Minister of Public Works and Housing
- Incumbent
- Assumed office December 2024
- President: Ahmed al-Sharaa
- Preceded by: Hamza Ali

Personal details
- Born: 1989

= Mustafa Abdul Razzaq =

Syrian politician (born 1989)

Mustafa Abdul Razzaq (مصطفى عبد الرزاق; born 1989) is a Syrian engineer and politician currently serving as the minister of public works and housing in the transitional government under President Ahmed al-Sharaa.

== Education and early career ==
Abdul Razzaq graduated with a bachelor's degree in civil engineering from the University of Aleppo in 2011. He later obtained a specialized diploma in public administration, project management, and institutional development.

== Professional career ==
From 2017 to 2019, Abdul Razzaq worked in the engineering projects department at the Bab al-Hawa Border Crossing, where he oversaw the implementation of many service and infrastructure projects in northwestern Syria under challenging conditions amidst the Syrian civil war. Between 2024 and 2025, he served as the Director General of the General Directorate of Works and Roads within the Syrian Salvation Government.

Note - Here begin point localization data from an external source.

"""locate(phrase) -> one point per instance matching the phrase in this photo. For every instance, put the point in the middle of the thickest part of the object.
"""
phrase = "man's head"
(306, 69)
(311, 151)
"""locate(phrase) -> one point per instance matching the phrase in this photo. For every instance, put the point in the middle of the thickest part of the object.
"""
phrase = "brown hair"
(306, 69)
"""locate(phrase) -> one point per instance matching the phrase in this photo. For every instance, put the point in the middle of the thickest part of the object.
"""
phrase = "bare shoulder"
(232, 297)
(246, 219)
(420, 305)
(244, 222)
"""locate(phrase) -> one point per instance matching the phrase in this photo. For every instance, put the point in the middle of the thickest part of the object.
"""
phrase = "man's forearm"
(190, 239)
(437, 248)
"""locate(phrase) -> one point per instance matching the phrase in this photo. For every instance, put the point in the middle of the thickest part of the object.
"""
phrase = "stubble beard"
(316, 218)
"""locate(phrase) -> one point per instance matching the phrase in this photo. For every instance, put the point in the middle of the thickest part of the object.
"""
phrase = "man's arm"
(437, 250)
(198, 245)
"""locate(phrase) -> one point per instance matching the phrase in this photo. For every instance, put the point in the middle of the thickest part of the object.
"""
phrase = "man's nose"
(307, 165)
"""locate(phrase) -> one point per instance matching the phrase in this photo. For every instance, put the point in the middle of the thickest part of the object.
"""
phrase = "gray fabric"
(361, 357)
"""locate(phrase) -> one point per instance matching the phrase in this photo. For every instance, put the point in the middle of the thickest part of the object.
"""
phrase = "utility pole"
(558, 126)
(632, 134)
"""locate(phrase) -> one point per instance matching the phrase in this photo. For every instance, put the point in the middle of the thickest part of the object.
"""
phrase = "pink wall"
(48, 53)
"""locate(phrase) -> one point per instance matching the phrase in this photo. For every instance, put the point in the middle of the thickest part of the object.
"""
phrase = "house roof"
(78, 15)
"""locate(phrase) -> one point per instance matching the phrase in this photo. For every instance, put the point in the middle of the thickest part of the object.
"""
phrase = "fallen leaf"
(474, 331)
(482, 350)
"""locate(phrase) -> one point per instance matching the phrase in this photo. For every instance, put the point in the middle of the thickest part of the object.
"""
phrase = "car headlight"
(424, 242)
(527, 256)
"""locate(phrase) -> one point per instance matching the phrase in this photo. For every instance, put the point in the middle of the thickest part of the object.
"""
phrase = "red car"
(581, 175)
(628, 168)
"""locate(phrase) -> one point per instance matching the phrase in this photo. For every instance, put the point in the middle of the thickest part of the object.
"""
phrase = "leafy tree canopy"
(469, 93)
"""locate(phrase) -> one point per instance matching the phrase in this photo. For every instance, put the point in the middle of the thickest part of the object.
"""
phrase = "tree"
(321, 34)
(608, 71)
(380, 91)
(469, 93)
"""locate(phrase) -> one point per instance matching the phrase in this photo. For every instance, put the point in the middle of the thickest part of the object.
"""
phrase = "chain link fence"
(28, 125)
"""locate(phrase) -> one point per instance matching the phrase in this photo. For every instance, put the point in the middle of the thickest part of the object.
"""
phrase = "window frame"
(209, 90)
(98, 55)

== Minister of Public Works and Housing ==
Abdul Razzaq was in the Syrian caretaker government.

In his speech upon his appointment in the same ministerial position in the Syrian transitional government, Abdul Razzaq emphasized that the ministry would adopt sustainable urban planning frameworks in its reconstruction efforts. He outlined a vision focused on achieving urban and economic development, enhancing transparency throughout all implementation stages, and developing the national urban map.

He also stressed the importance of fostering a favorable environment for partnerships with both local and international investors, and pledged to formulate the necessary legal frameworks to support this direction. His approach aims to guide Syria’s reconstruction according to modern, sustainable standards.